El conjunto dirigido por Carlos Silva salió decidido desde el inicio a cambiar la historia tras la caída sufrida días atrás en Cartagena. Sin especular y con una actitud agresiva, el equipo samario firmó una de sus mejores actuaciones del torneo.
Desde el arranque, Unión dominó completamente el compromiso. Presionó alto, recuperó rápido el balón y jugó constantemente en terreno rival, dejando sin respuestas a un Real Cartagena incómodo y superado por la intensidad del cuadro azulgrana.
La conexión ofensiva entre José Mercado, Jhon Lerma y Gabriel Arrieta comenzó a generar peligro constante. Lerma desequilibró por las bandas y Andrés Carreño se convirtió en un dolor de cabeza permanente para la defensa heroica.
El dominio tuvo recompensa al minuto 34. Gabriel Arrieta aprovechó un rápido contragolpe, ganó en velocidad por el sector izquierdo y definió con calidad ante la salida del arquero para marcar el 1-0 y desatar la celebración samaria en Valledupar.
Aunque Cartagena intentó reaccionar en algunos momentos del partido, Unión mantuvo el control emocional y futbolístico del encuentro.
En el segundo tiempo llegó la sentencia. El equipo samario mantuvo la presión y el hambre ofensiva frente a un rival que comenzó a derrumbarse. Al minuto 65, tras revisión del VAR, el árbitro sancionó penal por mano en el área cartagenera. Andrés Carreño cobró con tranquilidad y puso el 2-0, alcanzando 14 goles en el campeonato.
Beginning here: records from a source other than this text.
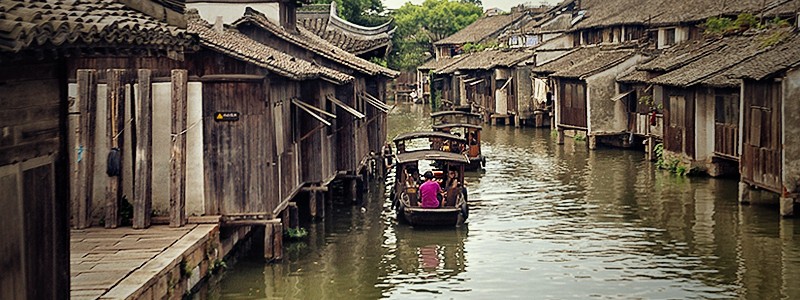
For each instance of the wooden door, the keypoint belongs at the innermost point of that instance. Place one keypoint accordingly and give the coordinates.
(573, 104)
(761, 147)
(238, 154)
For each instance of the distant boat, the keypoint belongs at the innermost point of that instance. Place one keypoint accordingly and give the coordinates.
(467, 125)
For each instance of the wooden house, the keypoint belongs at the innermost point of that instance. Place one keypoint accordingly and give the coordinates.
(701, 105)
(430, 85)
(768, 145)
(486, 79)
(39, 171)
(356, 137)
(365, 42)
(585, 88)
(254, 160)
(484, 30)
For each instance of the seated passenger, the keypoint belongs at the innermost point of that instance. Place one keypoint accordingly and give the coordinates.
(429, 191)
Cinco minutos más tarde, Real Cartagena quedó con diez hombres tras la expulsión de Andrés Escobar por un codazo sobre Gabriel Arrieta, situación que terminó facilitando aún más el dominio del Unión.
El golpe definitivo llegó al minuto 75. En un contragolpe letal, Carreño quedó mano a mano, recorrió varios metros y fue derribado dentro del área. El juez volvió a señalar penal y nuevamente apareció el goleador samario para convertir el 3-0 definitivo y llegar a 15 anotaciones en el torneo.
Más allá del marcador, lo que realmente dejó huella fue la autoridad con la que Unión Magdalena jugó el partido. Fue un equipo intenso, agresivo y dominante durante los 90 minutos. Ganó los duelos, asfixió la salida rival y mostró personalidad en una auténtica final adelantada.
Con esta brillante victoria, Unión Magdalena comparte ahora el liderato del Grupo B con siete puntos, aunque mantiene la ventaja deportiva por haber sido cabeza de serie.
El ciclón bananero volvió a demostrar que está más vivo que nunca en la pelea por regresar a la primera división del fútbol colombiano.